The dataset used is the Wisconsin breast cancer data set from the scikit-learn sample data collection :
- Classes: 2
- Samples per class- 212(M),357(B)
- Samples total- 569
- Dimensionality- 30
- Features- real, positive
Description of each of the 10 parameters of the cell nuclei :
- radius : radius of an individual nucleus. It is measured by averaging length of the radial line segments
- texture : measured by finding the variance of grey scale intensities in the component pixels
- perimeter : total distance between the snake points
- area : measured by counting the number of pixels on the interior of the snake and adding one half of pixels in the perimeter
- smoothness : calculated by measuring the difference between length of a radial line and mean length of lines surrounding it
- compactness : given by combining perimeter and area of cell nuclei by using formula (perimeter)^2/area
- concavity : measure of number and severity of concavities or indentations in a cell nucleus.
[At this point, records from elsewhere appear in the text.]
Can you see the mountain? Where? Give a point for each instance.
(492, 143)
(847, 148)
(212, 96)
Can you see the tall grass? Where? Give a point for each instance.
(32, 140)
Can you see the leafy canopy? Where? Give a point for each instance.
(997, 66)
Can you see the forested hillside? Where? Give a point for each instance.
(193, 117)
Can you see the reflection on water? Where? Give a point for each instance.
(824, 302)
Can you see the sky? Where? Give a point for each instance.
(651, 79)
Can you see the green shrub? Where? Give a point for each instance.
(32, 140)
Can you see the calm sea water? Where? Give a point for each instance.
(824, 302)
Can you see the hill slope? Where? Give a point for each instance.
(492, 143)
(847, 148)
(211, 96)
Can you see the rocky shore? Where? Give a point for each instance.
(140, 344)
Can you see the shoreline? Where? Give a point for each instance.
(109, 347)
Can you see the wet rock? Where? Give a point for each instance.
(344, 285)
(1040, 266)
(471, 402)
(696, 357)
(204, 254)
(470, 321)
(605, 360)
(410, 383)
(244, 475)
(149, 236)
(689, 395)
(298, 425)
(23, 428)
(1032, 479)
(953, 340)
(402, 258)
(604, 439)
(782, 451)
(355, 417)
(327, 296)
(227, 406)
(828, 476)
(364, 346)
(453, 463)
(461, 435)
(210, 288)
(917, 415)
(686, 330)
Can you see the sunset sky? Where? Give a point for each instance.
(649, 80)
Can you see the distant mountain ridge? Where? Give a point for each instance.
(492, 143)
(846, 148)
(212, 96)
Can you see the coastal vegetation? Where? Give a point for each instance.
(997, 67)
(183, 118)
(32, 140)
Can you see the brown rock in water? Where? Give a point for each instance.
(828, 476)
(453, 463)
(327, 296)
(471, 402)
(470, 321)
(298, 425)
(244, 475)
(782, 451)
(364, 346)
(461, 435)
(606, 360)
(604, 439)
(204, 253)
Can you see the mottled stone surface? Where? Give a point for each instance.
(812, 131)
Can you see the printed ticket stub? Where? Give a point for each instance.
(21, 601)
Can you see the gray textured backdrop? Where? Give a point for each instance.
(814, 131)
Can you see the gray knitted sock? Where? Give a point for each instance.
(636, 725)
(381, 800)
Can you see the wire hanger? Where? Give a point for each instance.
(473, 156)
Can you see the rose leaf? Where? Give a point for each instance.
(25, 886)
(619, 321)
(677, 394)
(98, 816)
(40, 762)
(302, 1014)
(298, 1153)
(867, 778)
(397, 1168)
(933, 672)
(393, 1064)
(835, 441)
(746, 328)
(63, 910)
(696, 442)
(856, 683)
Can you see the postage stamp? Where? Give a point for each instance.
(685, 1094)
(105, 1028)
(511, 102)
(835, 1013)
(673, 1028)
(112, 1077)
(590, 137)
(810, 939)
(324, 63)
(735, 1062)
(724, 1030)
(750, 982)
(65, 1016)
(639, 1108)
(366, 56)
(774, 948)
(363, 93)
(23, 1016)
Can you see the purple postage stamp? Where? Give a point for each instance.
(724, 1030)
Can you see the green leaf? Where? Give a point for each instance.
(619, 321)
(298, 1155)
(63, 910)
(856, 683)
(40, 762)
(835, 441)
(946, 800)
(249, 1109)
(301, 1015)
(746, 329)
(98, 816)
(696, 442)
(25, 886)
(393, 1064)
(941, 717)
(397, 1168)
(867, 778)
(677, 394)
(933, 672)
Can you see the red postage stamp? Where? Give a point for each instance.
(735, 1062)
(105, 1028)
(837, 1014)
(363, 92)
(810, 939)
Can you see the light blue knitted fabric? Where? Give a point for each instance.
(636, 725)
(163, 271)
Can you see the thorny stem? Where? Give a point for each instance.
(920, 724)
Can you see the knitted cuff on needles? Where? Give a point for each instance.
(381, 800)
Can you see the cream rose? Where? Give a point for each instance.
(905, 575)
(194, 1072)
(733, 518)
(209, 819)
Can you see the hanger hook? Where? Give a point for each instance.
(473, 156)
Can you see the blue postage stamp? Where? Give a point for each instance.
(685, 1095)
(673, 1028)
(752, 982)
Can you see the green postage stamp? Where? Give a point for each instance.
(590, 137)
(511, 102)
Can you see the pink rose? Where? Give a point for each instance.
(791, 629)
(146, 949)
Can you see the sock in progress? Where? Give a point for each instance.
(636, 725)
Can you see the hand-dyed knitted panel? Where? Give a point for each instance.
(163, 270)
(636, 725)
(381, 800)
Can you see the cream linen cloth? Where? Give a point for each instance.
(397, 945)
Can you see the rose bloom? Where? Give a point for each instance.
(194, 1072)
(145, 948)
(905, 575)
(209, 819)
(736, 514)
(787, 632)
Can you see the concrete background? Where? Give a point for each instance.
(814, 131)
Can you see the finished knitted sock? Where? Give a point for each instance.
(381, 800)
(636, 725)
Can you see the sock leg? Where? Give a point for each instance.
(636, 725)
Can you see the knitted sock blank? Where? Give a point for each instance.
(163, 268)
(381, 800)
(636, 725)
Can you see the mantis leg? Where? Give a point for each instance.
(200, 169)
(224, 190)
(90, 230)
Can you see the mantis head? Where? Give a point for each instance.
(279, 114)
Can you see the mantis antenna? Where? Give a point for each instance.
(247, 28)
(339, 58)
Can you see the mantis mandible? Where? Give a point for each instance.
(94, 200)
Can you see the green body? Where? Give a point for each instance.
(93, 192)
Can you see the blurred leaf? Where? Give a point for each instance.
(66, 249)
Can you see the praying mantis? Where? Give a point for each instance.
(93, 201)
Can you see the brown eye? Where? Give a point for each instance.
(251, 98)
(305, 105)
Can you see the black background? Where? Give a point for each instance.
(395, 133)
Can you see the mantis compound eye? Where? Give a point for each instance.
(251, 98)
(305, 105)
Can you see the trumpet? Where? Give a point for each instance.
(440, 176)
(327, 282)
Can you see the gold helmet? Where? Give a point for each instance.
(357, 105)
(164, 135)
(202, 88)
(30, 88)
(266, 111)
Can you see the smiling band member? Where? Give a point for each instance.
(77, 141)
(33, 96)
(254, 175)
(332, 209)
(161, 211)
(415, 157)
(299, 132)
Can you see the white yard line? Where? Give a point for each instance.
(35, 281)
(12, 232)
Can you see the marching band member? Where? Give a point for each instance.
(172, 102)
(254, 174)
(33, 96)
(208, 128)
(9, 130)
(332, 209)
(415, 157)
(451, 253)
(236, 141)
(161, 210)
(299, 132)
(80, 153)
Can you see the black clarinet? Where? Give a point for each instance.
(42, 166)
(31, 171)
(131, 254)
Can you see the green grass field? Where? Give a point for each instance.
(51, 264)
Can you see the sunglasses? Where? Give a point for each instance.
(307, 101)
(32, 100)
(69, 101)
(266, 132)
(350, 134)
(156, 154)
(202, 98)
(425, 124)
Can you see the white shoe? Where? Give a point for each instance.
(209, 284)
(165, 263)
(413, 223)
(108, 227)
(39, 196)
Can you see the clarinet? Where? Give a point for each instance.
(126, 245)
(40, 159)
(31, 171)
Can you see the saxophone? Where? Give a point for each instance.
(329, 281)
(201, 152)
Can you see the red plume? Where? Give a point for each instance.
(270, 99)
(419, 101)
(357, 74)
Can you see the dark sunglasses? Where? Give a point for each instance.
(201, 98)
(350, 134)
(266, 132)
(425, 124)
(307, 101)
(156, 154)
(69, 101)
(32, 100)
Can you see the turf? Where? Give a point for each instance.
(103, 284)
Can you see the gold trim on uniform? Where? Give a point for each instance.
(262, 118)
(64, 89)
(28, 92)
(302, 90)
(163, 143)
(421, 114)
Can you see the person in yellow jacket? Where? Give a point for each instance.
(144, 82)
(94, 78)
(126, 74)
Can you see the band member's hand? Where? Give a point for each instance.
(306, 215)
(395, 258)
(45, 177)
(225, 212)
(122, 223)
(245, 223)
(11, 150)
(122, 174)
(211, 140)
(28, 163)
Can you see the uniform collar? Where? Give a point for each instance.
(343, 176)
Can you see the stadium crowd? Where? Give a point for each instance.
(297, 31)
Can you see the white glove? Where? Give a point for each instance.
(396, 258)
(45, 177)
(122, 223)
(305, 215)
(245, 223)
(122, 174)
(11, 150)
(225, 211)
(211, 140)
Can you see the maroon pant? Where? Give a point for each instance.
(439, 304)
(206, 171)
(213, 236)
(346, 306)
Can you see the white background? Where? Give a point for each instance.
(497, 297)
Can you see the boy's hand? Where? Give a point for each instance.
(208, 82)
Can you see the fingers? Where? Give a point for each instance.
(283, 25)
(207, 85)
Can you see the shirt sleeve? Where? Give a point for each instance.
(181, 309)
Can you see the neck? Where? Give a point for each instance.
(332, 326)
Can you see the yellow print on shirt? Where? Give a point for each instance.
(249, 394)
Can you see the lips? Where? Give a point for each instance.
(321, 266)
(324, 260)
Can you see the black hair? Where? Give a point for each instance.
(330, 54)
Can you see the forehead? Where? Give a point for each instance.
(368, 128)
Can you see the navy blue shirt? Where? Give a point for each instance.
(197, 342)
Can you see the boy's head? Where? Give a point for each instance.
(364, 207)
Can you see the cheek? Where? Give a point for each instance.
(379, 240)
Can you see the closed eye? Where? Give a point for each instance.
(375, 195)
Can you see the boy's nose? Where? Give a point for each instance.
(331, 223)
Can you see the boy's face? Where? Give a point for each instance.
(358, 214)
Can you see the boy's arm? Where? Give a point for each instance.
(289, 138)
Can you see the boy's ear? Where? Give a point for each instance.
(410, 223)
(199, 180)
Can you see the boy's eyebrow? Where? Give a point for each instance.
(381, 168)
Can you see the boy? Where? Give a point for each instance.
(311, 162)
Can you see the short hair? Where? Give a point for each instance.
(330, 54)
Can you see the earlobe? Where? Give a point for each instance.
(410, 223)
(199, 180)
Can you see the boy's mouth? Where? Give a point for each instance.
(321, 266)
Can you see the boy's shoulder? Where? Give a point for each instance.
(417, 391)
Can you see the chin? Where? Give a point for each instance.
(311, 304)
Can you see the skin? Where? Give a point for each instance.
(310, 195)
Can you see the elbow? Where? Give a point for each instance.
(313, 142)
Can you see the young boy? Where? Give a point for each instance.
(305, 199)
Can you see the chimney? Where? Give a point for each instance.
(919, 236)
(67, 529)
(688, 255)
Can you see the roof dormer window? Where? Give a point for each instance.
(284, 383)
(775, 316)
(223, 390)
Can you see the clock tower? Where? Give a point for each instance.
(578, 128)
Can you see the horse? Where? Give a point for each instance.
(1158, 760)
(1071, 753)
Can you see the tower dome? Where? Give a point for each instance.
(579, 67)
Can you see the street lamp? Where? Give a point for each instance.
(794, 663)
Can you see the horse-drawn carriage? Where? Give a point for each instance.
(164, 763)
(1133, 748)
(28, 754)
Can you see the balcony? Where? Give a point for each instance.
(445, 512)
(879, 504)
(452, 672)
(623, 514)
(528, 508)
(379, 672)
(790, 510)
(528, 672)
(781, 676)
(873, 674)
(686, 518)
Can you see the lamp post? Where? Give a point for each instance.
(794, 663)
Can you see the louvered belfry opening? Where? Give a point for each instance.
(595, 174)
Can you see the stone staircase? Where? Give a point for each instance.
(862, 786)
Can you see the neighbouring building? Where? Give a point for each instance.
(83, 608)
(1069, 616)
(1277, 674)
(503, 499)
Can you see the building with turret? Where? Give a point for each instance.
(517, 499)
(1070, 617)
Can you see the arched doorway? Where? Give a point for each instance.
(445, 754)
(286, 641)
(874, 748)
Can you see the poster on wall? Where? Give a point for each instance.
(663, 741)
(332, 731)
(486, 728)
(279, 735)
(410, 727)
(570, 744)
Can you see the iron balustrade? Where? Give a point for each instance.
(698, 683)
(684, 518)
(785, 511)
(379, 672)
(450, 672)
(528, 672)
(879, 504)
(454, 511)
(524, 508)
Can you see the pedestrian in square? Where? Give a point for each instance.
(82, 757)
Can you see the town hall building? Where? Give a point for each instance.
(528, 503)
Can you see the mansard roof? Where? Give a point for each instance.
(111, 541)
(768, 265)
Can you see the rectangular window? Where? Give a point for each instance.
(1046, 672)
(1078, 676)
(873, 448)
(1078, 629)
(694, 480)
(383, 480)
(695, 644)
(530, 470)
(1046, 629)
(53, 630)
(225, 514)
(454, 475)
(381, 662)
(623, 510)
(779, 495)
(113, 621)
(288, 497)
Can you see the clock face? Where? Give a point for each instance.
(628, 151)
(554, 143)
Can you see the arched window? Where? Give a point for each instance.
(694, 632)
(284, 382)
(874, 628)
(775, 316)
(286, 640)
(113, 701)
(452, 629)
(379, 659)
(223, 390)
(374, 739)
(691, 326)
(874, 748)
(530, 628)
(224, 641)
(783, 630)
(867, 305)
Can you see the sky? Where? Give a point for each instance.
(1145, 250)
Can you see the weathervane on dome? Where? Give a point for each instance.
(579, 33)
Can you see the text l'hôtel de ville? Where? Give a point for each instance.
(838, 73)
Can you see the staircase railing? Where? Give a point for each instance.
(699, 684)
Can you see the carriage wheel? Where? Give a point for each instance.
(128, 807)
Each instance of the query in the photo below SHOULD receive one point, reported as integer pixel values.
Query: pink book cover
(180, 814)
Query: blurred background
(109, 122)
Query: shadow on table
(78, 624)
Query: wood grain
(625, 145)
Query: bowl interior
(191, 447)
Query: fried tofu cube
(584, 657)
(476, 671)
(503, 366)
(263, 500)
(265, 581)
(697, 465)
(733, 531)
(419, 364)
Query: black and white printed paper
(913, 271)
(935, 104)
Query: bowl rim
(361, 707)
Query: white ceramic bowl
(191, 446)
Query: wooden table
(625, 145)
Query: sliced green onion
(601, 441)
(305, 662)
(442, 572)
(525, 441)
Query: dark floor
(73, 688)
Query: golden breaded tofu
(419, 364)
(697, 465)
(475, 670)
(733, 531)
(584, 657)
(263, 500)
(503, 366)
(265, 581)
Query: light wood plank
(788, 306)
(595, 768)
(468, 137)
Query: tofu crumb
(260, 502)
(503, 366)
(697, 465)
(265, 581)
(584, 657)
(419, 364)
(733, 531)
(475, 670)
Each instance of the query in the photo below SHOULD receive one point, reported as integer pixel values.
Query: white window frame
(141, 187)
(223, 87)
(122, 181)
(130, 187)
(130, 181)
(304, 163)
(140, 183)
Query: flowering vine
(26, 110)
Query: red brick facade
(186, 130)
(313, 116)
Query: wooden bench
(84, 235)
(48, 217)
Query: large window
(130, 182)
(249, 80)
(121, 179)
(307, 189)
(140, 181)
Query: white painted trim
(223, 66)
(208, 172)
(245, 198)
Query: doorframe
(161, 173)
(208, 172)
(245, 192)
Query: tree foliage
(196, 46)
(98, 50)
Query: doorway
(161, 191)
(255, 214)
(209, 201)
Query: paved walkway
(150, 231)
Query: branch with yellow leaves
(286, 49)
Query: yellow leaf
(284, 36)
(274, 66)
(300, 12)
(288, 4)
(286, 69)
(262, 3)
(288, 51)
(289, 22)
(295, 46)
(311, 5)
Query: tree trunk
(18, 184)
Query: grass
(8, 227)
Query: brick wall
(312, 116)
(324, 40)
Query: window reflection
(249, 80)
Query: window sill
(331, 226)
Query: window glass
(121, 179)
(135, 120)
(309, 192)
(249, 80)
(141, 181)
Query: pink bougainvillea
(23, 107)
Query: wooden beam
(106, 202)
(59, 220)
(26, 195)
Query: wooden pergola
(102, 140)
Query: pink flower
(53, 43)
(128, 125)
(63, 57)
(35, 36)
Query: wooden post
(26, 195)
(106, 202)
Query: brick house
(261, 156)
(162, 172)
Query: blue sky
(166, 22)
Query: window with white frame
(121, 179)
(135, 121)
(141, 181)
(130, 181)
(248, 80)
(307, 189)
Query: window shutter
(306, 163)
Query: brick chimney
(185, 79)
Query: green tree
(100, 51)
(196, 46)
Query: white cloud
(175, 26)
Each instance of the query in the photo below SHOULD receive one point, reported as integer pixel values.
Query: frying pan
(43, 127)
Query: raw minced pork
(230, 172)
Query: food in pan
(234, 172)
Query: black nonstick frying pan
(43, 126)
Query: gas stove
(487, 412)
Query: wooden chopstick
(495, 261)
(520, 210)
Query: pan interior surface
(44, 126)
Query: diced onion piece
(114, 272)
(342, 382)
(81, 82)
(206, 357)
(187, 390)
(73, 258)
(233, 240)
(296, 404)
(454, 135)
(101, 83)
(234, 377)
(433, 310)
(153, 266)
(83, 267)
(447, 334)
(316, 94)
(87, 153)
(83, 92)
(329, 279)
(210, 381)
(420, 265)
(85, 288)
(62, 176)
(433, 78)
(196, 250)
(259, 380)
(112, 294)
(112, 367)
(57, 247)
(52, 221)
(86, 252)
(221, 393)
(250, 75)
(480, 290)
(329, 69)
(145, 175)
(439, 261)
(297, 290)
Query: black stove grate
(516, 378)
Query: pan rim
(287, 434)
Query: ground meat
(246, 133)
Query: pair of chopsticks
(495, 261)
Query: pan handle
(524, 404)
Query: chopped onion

- concave points : measures the number rather than magnitude of contour concavities
- symmetry : measured by calculating length differences between lines perpendicular to major axis or longest hord through center to the cell boundary in both directions
- fractal dimension: is calculated using the coastline approximation by calculating “coastline approximation” - 1
Below are the list of works that have been as a part fo this project :
- Applied two classifier models, Decision Trees and Support Vector Machines to classify breast cancer from a set of characteristics of the cell nuclei in an image of a fine needle aspirate of a breast mass.
- Compared the two different classifiers and used hyper parameter optimisation and scatter plots for observation.